It has been more than ten years since the last reform of the Maori Authority (MA) tax regime, and with more than 1000 MAs operating in New Zealand, they now form an established part of our economic landscape.
The concept of MAs was first introduced in 1939. The rules were originally enacted as a practical way to levy tax on organisations that administered large blocks of farmland owned in common by Maori, and not in private ownership. The MA was obliged to pay tax on the groups’ income on behalf of its members, based on their respective share of the net profit – similar to the tax rules for partnerships.
The original rules were complex and difficult to administer, so they were updated in 1952. The revised rules introduced two separate tax regimes for MAs, dependant on the number of members.
Small MAs with less than 20 members continued to be treated akin to a partnership, with the MA responsible for the collection and payment of tax for each member according to their share of the group’s income.
However, MAs with more than 20 members were treated as distinct entities, with tax levied separately on both the MA and members. The MA itself paid income tax on undistributed income at a flat rate of 20 percent. Members were then required to complete a personal tax return to report distributions received from the MA income, and personally pay tax on that income. A rule existed whereby income distributed to members within four years of being earned was only taxed on the individual members. However, the system imposed double taxation when income already taxed to the MA was subsequently distributed to members after this four-year period.
As well as the double taxation problem, the rules imposed onerous tax compliance on MAs and their members. As a result, in 2001 a process began to update the regime, resulting in the tax laws that exist today.
Modern day MAs can have thousands of members, so it is clear that the original 1939 and 1952 tax rules based on partnerships would be unfeasible today. Trying to determine each member’s share of income would be time consuming, impractical and costly.
Under the current regime, any eligible entity can elect into the MA tax regime irrespective of their legal form. The current system is based on the underlying policy assumption that the tax levied to the MA is a proxy for the tax that is payable by the members. This is facilitated through a mechanism similar to the company imputation model, with a couple of unique differences.
An MA pays tax on its profits at 17.5 percent. Like the imputation credit regime, payment of this tax creates a Maori Authority Credit (“MAC”). The MA can then attach MACs to taxable distributions made to members (shareholders or beneficiaries, depending on the legal form of the MA).
The members can use these MACs to offset their own individual tax liabilities.

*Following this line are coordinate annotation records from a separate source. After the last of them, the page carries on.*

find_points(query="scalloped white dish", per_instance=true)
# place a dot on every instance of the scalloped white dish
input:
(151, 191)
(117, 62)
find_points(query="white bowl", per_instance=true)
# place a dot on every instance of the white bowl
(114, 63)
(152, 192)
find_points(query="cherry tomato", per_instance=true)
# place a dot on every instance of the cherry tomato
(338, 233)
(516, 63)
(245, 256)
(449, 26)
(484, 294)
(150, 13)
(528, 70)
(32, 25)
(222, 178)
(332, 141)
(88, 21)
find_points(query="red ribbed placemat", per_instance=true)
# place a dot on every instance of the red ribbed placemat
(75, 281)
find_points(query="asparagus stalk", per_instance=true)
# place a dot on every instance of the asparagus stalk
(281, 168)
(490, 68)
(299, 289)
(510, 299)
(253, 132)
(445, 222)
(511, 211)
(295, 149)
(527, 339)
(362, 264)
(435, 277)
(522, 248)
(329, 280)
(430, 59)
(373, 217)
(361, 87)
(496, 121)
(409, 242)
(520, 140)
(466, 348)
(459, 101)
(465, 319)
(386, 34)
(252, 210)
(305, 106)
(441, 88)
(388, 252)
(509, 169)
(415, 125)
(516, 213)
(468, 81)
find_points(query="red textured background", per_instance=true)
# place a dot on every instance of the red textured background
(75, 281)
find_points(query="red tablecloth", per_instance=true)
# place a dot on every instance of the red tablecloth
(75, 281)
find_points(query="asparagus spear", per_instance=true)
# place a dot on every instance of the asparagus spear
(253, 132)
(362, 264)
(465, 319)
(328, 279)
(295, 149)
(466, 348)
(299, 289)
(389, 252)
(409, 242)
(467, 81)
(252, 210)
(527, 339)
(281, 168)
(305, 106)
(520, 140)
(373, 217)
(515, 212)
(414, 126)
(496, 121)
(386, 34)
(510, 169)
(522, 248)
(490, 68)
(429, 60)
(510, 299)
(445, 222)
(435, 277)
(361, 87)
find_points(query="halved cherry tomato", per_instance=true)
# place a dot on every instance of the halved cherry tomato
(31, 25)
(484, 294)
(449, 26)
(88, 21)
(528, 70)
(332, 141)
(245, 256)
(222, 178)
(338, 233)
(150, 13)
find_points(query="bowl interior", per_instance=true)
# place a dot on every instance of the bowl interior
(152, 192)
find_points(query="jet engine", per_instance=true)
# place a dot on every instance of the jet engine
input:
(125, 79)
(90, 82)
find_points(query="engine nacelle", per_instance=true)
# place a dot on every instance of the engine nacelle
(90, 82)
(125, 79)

However, unlike the imputation credit regime, any unused MACs are refunded in cash, instead of carried forward.
The 17.5 percent rate seeks to recognise that assets owned by MAs are still under common ownership by everyday people, a significant number of whom are in this income tax bracket. This is intended to reduce compliance costs by ensuring that most distributions are imputed at the correct ratio, minimising the need for end of year square-ups and avoiding double tax on the distributions. Members who are lower earners, paying tax at the 10.5 percent rate, can claim a refund for excess credits, whilst taxpayers who earn more than $48,000 would have additional tax to pay.
The changing nature of MAs and their diversification from land to other assets, including investment portfolios and equities, has given rise to unique implications. For example, when MAs receive dividends from investments, and imputation credits are attached, they convert to MACs. Depending on the tax profile of the member, the benefit of the imputation credits could give rise to tax refunds. At face value this appears favourable, but perhaps this is more logical that the imputation system that applies to companies. Should imputation credits also be refundable? There is an argument for treating the tax paid by a company as an interim tax paid on behalf of a shareholder. Under this approach, the total incidence of tax determined by the tax profile of the shareholder.
The revised regime has substantially reduced compliance costs for MAs and their members alike, removing the need for most members to complete an income tax return. Furthermore, the regime recognises the evolution of MA asset bases, and reduces tax complexity for MAs with commercial investments and other business operations. Overall, the regime can promote economic and social growth for Maori businesses, yet ensures members pay their fair share of tax, based on their personal circumstances.
The comments in this article of a general nature and should not be relied on for specific cases. Taxpayers should seek specific advice.